Controllers show repeated attempts to contact the old leader:
https:/
Having gone down to 1 voter, machine 1 can not update the replica-set, because it can't get a quorum:
https:/
Machine 3 (the one added by reestablishing HA): Keeps removing the vote from 2 after the desired peer group is calculated in order to maintain an odd voter group
The peer-grouper runs successfully, but it is a different replica set:
https:/
rs.status() on machine 1 and 2 are the same:
https:/
I can't connect to Mongo on 3:
https:/
Status says we're all healthy:
https:/
So it appears that machine 3 has a Mongo segmented from the rest with no way to get back.
description: | updated |
description: | updated |
Changed in juju: | |
status: | New → Triaged |
importance: | Undecided → High |
summary: |
- Mongo replica-set not reestablished after looding leader + Mongo replica-set not reestablished after losing leader |
Joe and I dug into this for a bit today. It looks like what is happening is that we start with HA 3, and machine-0,-1,-2 are all happily in the replicaset.

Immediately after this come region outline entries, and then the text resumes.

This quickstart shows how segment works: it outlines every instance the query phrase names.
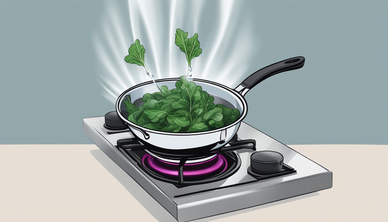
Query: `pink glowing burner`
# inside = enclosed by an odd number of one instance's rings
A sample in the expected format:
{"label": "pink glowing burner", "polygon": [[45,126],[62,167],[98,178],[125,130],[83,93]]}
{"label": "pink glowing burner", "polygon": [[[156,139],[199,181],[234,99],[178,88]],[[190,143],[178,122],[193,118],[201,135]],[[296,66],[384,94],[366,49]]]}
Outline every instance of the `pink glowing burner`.
{"label": "pink glowing burner", "polygon": [[[170,163],[158,159],[148,154],[142,158],[142,163],[146,167],[149,167],[156,173],[173,177],[178,176],[178,163]],[[221,154],[208,160],[194,163],[185,164],[183,165],[184,177],[202,176],[219,172],[223,173],[227,168],[226,159]]]}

However, when we 'juju remove-machine 0', it goes into dying, and then the replicaset notices that it wants to remove machine 0, so it kicks off the process to have machine 0 lose its primary status (which it does, and in this case it moved to 1).
At which point, we notice that we can remove machine 0 safely, and that ultimately we want to go to HA 2, where we have only 1 voter, and another non-voter backup.
So we end up going from:
{
0: true,
1: true,
2: true,
}
to
{
1: true,
2: false,
}
However, Mongo refuses that change, because you are changing 2 voters simultaneously (machine 0 is going from voting to non-voting and removed, and machine-2 is going to non-voting.)
If we logged into the mongo shell, and directly changed only machine-0 so that it was no longer in the replicaset, the rest of the peergrouper worker kicked off and we ended up in the stable desired target. (To prove this, I suppose we could try the opposite and only downgrade machine-2 to non-voting and see if the peergrouper successfully removes machine-0).
I think the logic that we have to 'only do one change at a time' is missing something about handling removals.
The other piece is that when we tried to issue the request for removal and downgrade directly on the mongodb commandline, we got an error from mongo. For whatever reason, the peergrouper is not reporting an error in the logs. So somehow we are suppressing the error.
It may be that we are using 'force' and mongo isn't erroring, but also isn't respecting our request. Or some code path where we fail to notice the response from mongo.